21 March 2024

#Review - What Feasts at Night by T Kingfisher

What Feasts at Night (Sworn Soldier, 2)
T Kingfisher
Titan Books, 13 February 2024
Available as: HB, 176pp, e   
Source: Purchased
ISBN(HB): 9781803369686

What Feasts at Night is a welcome sequel to What Moves the Dead, as T Kingfisher returns to the Sworn Soldier Alex Easton, citizen of a Ruritanian tinged Balkan state of Gallacia. Easton is the Sworn Soldier, an action which means that ka adopts a special set of pronouns used in Gallacia for such military folk. (Gallacia has many sets of pronouns including for example some used only for God and others for priests).

As we saw in What Moves..., Alex has come back from the wars with a case of "soldier's heart", what we would call PTSD and this book, like the previous one, eloquently chronicles kas struggles with that.  What Feasts... will, unsurprisingly, bring Alex, kas batman, Angus, and their friend, the British mycologist Miss Potter, into a new confrontation with monsters as they plan a holiday in Alex's remote hunting lodge in the backwoods. 
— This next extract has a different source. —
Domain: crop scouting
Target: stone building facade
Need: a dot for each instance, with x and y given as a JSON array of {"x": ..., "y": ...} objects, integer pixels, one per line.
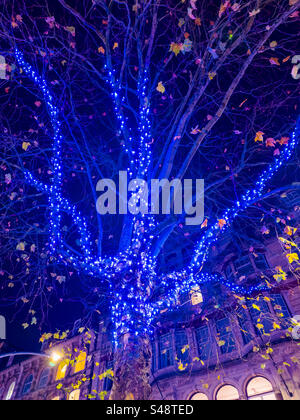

I felt the story in this book was more straightforward than the previous one, with less of a feeling of conspiracy and active evil and more of an air of sadness and dislocation, the monster more an obvious victim than an active evil. Kingfisher has fun with tropes of the sub-genre - the villagers shunning the afflicted location, worries about pitchfork-wielding mobs, conspiracies of sience about what might be happening - all blended with redoubtable locals (the cook/ housekeeper referred to as "the Widow" and her son, Bors) and a creeping sense of menace because of course we, the readers, are allowed to know just slightly more, or at least, believe slightly more, about what is coming than the protagonists). Being more straightforward doesn't make it any less entertaining - although I could have wished that Miss Potter was a bit more central to the action, as in the previous book - rather it adds resonance because the fungal related events of the previous book lurk in the background, as does Alex's trauma in the war, but this story isn't a recapitulation of that. 

Rather, I think, we can see Kingfisher here having fun exploring a slightly different subgenre of classic horror - hopefully that will continue into future adventures of Alex, Angus and Miss Potter in more drippy, depressing parts of Gallacia.